Surely the boy must have been alert to the troubles that were rife in the household. But so what if his guardians suffered from their respective maladies, exacerbated by overwork; in the stories he read — and sometimes confused with the ones they’d told him — Muni and Jenny remained hale and blooming. If Muni suffered a massive hemorrhage that Dr. Fruchter was pleased to identify as “Rasmussen’s aneurysm,” Tyrone could still imagine his foster papa as a dirty-faced tyke, riding Getzel the belfer’s shoulders through the slushy streets of Blod on the way to Reb Death’s Head’s cheder. And if Jenny, due to the virulent effects of her paregoric cocktails, succumbed to a self-lacerating fit of itching, the boy could still see her swaying to her off-key lullabies; if she woke up screaming from a recurring nightmare in which she was strapped to the wheel of a paddleboat, he pictured her clogging on the back of a five-gaited black stallion.
Muni remained bedridden with an unhopeful prognosis after his return from the hospital, and Jenny attended him despite her own chronic nightsweats and shallow breathing. (So sensitive had her skin become that she could bruise from the sound of the whistle at the coffee factory.) But even then Tyrone was not disturbed: the mutually diminished condition of the merchant and his wife had little to do with a past that held dominion over the here and now.

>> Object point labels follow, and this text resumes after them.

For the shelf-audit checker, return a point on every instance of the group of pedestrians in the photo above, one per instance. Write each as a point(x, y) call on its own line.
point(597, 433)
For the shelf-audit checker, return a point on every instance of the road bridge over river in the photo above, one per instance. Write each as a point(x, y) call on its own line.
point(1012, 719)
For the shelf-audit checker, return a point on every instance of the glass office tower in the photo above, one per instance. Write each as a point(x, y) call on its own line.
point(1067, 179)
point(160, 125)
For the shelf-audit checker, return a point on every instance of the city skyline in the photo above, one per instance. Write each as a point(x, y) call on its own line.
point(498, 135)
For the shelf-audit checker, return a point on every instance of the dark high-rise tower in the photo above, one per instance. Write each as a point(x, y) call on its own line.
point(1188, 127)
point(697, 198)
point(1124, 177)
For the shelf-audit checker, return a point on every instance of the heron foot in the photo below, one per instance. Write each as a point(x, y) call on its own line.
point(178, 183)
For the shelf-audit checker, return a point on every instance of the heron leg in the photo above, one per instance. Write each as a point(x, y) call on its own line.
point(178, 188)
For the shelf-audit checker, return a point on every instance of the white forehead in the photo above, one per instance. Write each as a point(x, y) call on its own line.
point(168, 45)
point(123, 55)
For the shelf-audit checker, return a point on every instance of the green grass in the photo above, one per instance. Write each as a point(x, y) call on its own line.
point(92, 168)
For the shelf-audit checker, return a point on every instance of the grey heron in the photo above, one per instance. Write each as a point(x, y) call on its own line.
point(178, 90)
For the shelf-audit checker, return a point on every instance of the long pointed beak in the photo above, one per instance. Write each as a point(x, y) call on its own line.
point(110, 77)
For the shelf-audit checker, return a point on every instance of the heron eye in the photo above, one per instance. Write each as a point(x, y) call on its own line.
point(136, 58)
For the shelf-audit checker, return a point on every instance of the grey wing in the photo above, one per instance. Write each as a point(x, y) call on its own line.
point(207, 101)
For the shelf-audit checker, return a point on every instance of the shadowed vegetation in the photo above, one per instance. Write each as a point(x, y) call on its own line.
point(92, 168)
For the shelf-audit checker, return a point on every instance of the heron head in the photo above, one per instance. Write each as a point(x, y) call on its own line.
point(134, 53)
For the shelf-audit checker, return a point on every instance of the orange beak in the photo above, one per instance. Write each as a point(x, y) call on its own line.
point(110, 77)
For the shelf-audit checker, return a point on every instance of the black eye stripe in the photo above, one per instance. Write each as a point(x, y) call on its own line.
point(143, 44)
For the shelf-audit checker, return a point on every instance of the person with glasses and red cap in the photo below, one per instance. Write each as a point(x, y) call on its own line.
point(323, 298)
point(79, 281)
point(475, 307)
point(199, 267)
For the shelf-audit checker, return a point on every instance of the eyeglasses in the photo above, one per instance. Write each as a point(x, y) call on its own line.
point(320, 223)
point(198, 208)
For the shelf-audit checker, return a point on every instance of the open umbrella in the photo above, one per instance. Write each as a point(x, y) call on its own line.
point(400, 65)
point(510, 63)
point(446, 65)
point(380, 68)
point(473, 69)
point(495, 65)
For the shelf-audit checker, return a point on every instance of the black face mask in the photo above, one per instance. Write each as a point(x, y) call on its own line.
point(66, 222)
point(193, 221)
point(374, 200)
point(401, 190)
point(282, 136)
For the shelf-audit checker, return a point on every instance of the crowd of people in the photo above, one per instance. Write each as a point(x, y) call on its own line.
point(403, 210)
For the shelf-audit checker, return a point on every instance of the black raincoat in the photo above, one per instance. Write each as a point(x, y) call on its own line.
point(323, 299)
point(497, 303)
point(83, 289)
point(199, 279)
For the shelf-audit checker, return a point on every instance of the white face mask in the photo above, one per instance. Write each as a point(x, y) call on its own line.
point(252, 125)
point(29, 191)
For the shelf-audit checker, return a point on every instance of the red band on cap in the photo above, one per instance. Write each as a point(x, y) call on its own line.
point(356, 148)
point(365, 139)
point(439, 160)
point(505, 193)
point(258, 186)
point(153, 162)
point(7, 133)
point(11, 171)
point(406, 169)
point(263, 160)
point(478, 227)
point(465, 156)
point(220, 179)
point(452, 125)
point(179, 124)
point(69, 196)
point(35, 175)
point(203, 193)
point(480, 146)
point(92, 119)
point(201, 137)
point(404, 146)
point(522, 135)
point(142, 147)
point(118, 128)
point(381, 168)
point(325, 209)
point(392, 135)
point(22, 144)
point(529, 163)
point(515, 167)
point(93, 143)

Then, on a dove-gray morning in February, drowning in a deluge of bronchial bleeding, Muni Pinsker expired with a rosy bubble on his lips. “Moykhl” was the word his wife thought she heard when the bubble burst, meaning Sorry.
“I can tell you’re sorry,” chided Jenny, who for an instant was back in the yard of Dlugach’s Secondhand having just rolled out of a carpet. Then she drained her teacup of the narcotic cordial that tasted of hemlock from the admixture of her tears.